One goes to the theatre to live life vicariously through the characters onstage. When they are upset, the audience sympathizes. Likewise when they’re happy, or distraught, or even downright murderous. People come to see shows because they want to become immersed in the foibles of these (usually) fictional characters and lose themselves to the ecstasy of experiencing through another living human. That is certainly why theatre means more to some people than cinema or paintings. Why try to get the art to speak to your soul, after all, when an actor can actually talk to you in person. This is why Death can be so horrifically upsetting on the stage. You are witnessing the last breath leave the character – even though secretly we all know that the actor will stand up for the bows later and relive the same death later in an almost bizarre, macabre cycle reliving the same moment each night.

So why might it be better to rip this particular emotional attachment away from the audience and present something else? That can be explained in one word: “Consequences”. Death is the final word. It’s the final bow for the character rather than the actor. You no longer get to see how they react. It’s done. To better explain, I pose a scenario. A play is produced in which one of the main characters attempts suicide half-way through. He is successful and the other characters must deal with his decision to take his own life. This is strong for the other characters and can drive a good deal of drama in innumerable ways. You see the heartbreak, the anger, the loneliness from the other characters. Sounds like a good but sad story, yes? Now take away the death but keep the suicide attempt. He fails and is still somehow alive. Suddenly you get to keep every inch of the horror from the other characters but now you also see the crushing arc presented by the main character. Now suddenly he has to deal with everything. And I do mean everything! What is his relationship with his friends now? What about his close family? Is he physically hampered now by this attempt? What is his view mentally and how do we see that?

Now suddenly you have all of the drama, but you have added a layer of tension that will preside thickly over the rest of the play. Hell, you could even have that happen at the end of a play and show the struggle leading up to that fateful moment – and then all of that tension is implied after the play and you leave the audience thinking about what comes next. The build-up alone is going to be huge. You leave them wanting more, because they just need to know what the end really is. It gives the characters more than life on the stage, it gives them life beyond the play. It lets the character’s story extend beyond the two plus hours they are allowed to breathe on stage.

Allow the characters to live not just on stage, but also to have life surrounding the play. Taking death away completely from plays would be a mistake. It can still be utilized as a great end to many characters. But in working with or writing new work for the stage, remember that it will almost always be more powerful to see someone struggle rather than see them in a casket.

Death can, conversely, also craft a better play with the demise of supporting characters.
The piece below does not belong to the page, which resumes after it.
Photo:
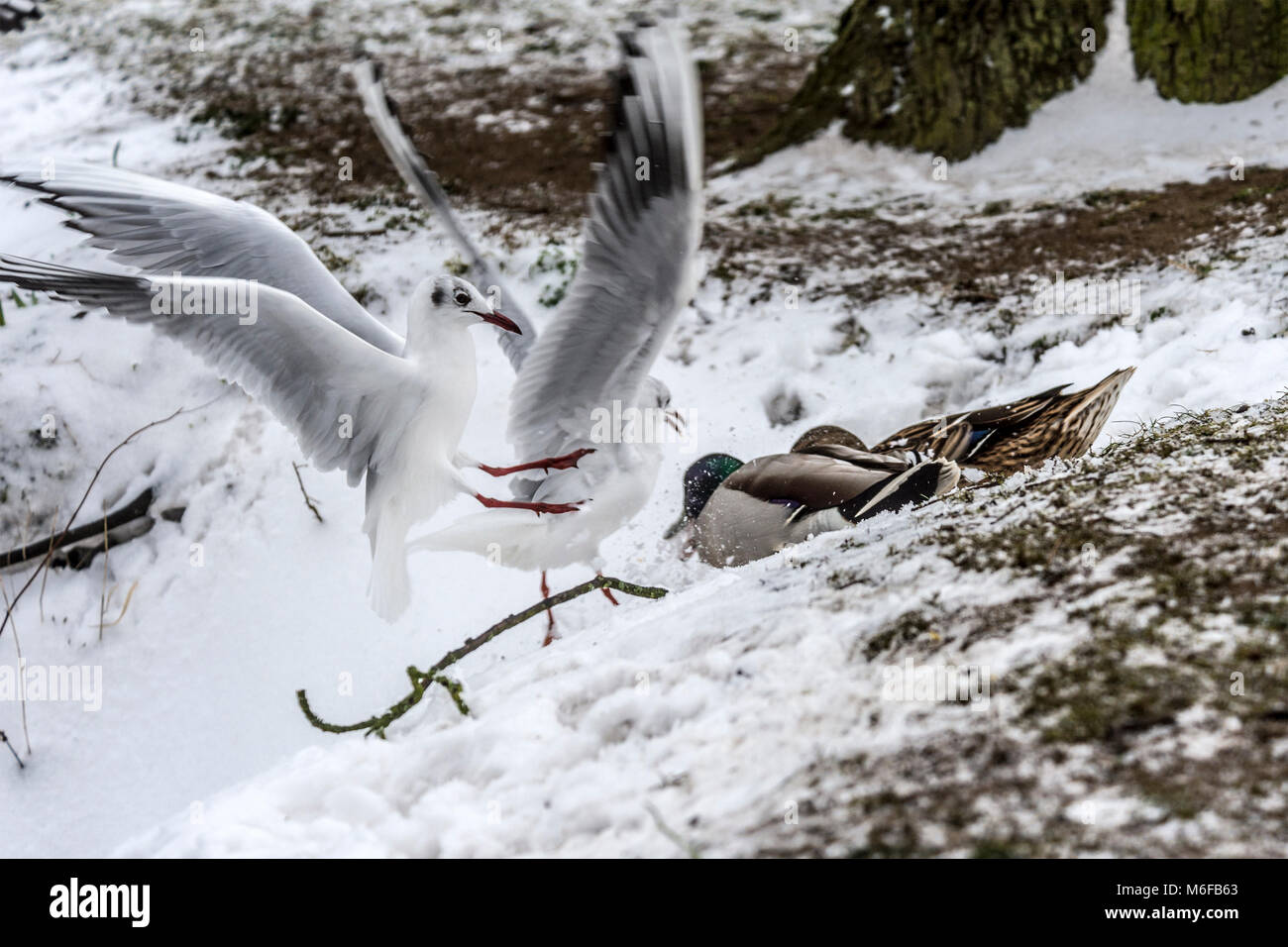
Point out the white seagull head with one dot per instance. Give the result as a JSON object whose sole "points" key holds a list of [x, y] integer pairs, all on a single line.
{"points": [[451, 300]]}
Just look at the brilliantly grim story arc in Heathers: The Musical. Granted it’s based off a film, but the numerous deaths that occur within this musical are huge. They not only build up tension to what the audience believes will be a bloody climax, but it also lends itself to the audience. We are not sad to see the characters pass, we’re actually kind of elated for some of them to die – they’re genuinely bad people and you end up rooting for the main characters, at least until the end. And then, of course, there is Sweeney Todd, a great musical so drenched in blood that you could consider it in the ‘Slasher’ genre. Here you can see the death of so many supporting characters that it’s actually justified when Sweeney himself gets a shave. His own tragic descent and demise creates a paradox. The only possible way for his arc of killing and vengeance is to himself die.

As is usually the case with theatre, things work sometimes and do not work others. Death, one of those great and terrifying things that is common among all humans, will always play into humanity’s fears. Whether it is a supporting part or a major role may vary from person to person, but this much is true for theatre: Death should be handled with tact and adherence to the story to make a better impact on the audience.